Abstract:
Recently, the millwork industry in Oregon, an important consumer
of pine lumber produced in this region, has undergone a series of changes which have seemingly affected its structure and marketing organization.
The principal purpose of this study is to explain these changes in terms of economic analysis and to find out whether they can be supported by the results of stochastic tests.
In the analytical part of the study a very close look is given to the competitive characteristic of the industry and although some trend towards integration and concentration has been detected the industry could still be regarded largely as competitive and labour intensive. Further analytical investigation is concerned with the industrial efficiency in utilization of scarce resources, labour in particular. The results show that labour productivity for the aggregate industry
did not register any gains during the period under observation. However, when arranged in size-groups, firms revealed different performance: medium-size plants noted substantial increases in productivity, while the large and the small plants did not do as well.
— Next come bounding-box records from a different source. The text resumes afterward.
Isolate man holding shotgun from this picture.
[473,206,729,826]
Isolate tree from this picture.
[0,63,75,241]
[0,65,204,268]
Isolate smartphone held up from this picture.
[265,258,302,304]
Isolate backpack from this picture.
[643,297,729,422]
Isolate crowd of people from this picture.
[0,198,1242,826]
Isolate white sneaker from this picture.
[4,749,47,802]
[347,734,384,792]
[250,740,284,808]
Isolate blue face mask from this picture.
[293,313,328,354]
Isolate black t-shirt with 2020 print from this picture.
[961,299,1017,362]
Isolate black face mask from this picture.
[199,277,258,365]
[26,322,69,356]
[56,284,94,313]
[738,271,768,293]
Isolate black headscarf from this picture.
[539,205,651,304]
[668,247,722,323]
In the part concerned with stochastic evaluation the functional interrelationship among various factors influencing the product market is tested with two models; a single multiple regression equation and the four simultaneous equations. Both models are fairly accurate in respect of their predictive capacity but reveal a weakness in the linkage between the sales of millwork products and construction activities.
Another central topic in stochastic evaluation is the application of the Markov principle to the process of the evolution
of firm sizes over a certain time period. It has provided an insight into the transitional movements of firms and spotlighted the long term shift within the industry's structure towards the medium and large size units.
The study raises a question of the adequacy of any single method of analysis, in providing a solution to some specific problems. It attempts to demonstrate the importance of stochastic techniques in strengthening the traditional economic analysis and points out the pitfalls of relying solely on one method in explaining
even relatively simple economic phenomena.